Question

Hydrogen peroxide acts as an oxidising and as a reducing agent, depending upon the nature of the reacting species. In which of the following cases ${ H }_{ 2 }{ O }_{ 2 }$ acts as a reducing agent in acid medium?
(A) ${ MnO }_{ 4 }^{ - }$
(B) ${ Cr }_{ 2 }{ O }_{ 7 }^{ 2- }$
(C) ${ SO }_{ 3 }^{ 2- }$
(D) $KI$

Answer 1

Hint: In redox reactions, one species is oxidised while the other gets reduced. Not all chemical species can oxidise or reduce each other. Whether it will be oxidised or reduced by another species depends upon their redox potential which is a measure of the tendency of a species to accept or donate electrons to an electrode (generally the Standard hydrogen electrode) and thus be reduced or oxidised respectively.
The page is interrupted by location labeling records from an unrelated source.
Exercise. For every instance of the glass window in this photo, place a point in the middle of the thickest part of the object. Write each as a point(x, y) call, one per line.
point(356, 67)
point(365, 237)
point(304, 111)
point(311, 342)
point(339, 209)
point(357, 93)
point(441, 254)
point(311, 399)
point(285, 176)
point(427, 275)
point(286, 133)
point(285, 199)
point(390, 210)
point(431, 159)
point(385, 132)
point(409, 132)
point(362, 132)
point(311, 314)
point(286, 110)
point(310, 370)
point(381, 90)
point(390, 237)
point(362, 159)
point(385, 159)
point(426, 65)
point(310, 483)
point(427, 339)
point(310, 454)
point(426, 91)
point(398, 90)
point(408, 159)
Complete step by step solution:
Before solving this question, we need to understand the meaning of a redox reaction. In redox reactions, one species is oxidised while the other gets reduced. Not all chemical species can oxidise or reduce each other. Whether it will be oxidised or reduced by another species depends upon their redox potential which is a measure of the tendency of a species to accept or donate electrons to an electrode (generally the Standard hydrogen electrode) and thus be reduced or oxidised respectively.
An oxidising agent will itself get reduced by accepting electrons thereby oxidising the other species. A reducing agent gets itself oxidised by donating electrons thereby reducing the other species. If we have two species that can undergo redox reaction, then the species with greater redox potential will get reduced since it will have a greater tendency to get reduced as is indicated by its greater redox potential. It will accept electrons from the other species; itself getting reduced while oxidising the other species. The redox potential for a particular species also depends upon the medium of the reaction i.e. whether the reaction is carried out in acidic medium, basic medium or in neutral medium. Hence the value of the redox potential for a particular species will be different depending on whether the reaction is carried out in acidic, basic or neutral medium. Also, if for a redox reaction, its total redox potential comes out to be positive then the reaction is feasible.
Now, the standard reduction potential for ${ H }_{ 2 }{ O }_{ 2 }$ in acidic medium is 1.763 V while its oxidation potential is -0.682 V. The standard reduction potential for ${ MnO }_{ 4 }^{ - }$ in acidic medium is 1.49 V. The standard reduction potential for ${ Cr }_{ 2 }{ O }_{ 7 }^{ 2- }$ in acidic medium is 1.33 V. ${ SO }_{ 3 }^{ 2- }$ ion is already reduced, hence it will not get reduced by ${ H }_{ 2 }{ O }_{ 2 }$. Similarly in KI, the iodide ion is already reduced, hence it will not get reduced by ${ H }_{ 2 }{ O }_{ 2 }$. The reduction potential of ${ K }^{ + }$ ion in acidic medium is -2.925 V.
From all these values we come to the conclusion that the redox potential for the reaction involving the oxidation of ${ H }_{ 2 }{ O }_{ 2 }$ and reduction of ${ MnO }_{ 4 }^{ - }$ is 0.808 V. Similarly the redox potential for the reaction involving the oxidation of ${ H }_{ 2 }{ O }_{ 2 }$ and reduction of ${ Cr }_{ 2 }{ O }_{ 7 }^{ 2- }$ is 0.648 V. Hence ${ H }_{ 2 }{ O }_{ 2 }$ will act as a stronger reducing agent with ${ MnO }_{ 4 }^{ - }$ than with ${ Cr }_{ 2 }{ O }_{ 7 }^{ 2- }$ (although both reactions are feasible).

Hence the correct answer is (A) ${ MnO }_{ 4 }^{ - }$.

Note: The redox potentials are actually the reduction potentials of the species and not the oxidation potentials so if the redox potential of a species is given, it is actually its reduction potential. Also if the redox potential of a species is more negative than the other, then the former has a less tendency to get reduced and the latter has a more tendency to get reduced.